### A twoview 3D reconstruction

Click for big!

In the last post just two days ago, I talked about the fundamental matrix and a homography which allowed 2D images to be warped in such a way that they overlap. That technique works a bit better if you take the photos from the same perspective point (more like a tripod looking around), because there will be less perspective distortion.

In this post, I'm discussing a bit more how 3D reconstructions are made. Using some photos from the same dataset as before, it will become apparent what good features are and how these eventually result in good or bad data. I'll try to upload them at maximum resolution so you can zoom in a bit this time. Warning, they're pretty big, 8000x3000. I hope it maintains the original size.

So how did I get from this image to the one above, where the points are 3D triangulated? Through the fundamental matrix we find the essential matrix if we have a camera that's calibrated (focal length and image center point). From there, the camera projection matrix P is derived for each image. That camera projection matrix describes a rotation and translation from one camera to the other in 3D space. The information it used to derive that is a list of normalized 2D coordinates from both images (our pixel matches!). Normalized means: radial distortion removed.

From here, things are starting to become simple.
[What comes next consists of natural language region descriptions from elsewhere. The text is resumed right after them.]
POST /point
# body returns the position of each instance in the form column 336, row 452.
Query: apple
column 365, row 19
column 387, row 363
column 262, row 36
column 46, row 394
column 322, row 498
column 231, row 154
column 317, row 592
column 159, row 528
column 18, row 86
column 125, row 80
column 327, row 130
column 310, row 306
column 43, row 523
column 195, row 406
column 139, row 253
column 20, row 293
Knowing the orientation of cameras in 3D space (in this simple "2 camera virtual world"), then we can triangulate the matched 2D points in each image, basically a projection of a 3D point, to derive the X,Y,Z coordinate of that 3D point itself.

It's important to mention here that the actual position of that 3D point in this system is highly determined by the distance between the cameras. Unfortunately we don't know that yet, so the scale at this moment is arbitrary. For applications like stereo vision this distance *is* known, that's why triangulated points in such machines can derive pretty accurate depth information. In our case, we could scale our P matrix according to our GPS 'guesses'.

This is only a two-view solution. Through a process called "registration" though it's possible to incorporate more cameras in this simple 3D space because a lot of these cameras are associated through other image combination analysis. You'd apply the same process over and over again, every time creating more and more points and of course filtering similar points. Each 3D point in such algorithms usually has a list describing the cameras and the 2D point index corresponding to that 3D point, which is useful for refining the solution.

About refining... what I did not discuss here is bundle adjustment, smoothing and point filtering. You can see outliers in my solution and probably there's a bit of point jitter on surfaces that should be planar. There are techniques that can be applied to remove unwanted points automatically (mostly statistical analysis methods), smooth the point cloud and larger scale adjustments that sweep through your entire solution to reduce the overall error and derive the best fit by manipulating the constraints that you imposed during the construction. For example, you could relax constraints for a camera that had a very poor HDOP, whereas one with a strong HDOP/VDOP at the time could have a more stringent constraint. In the process of finding a better solution, this eventually leads to a model that doesn't converge so much to the best "average", but one that leans more to known correct measurements and has a low emphasis on possibly bad information that looks good.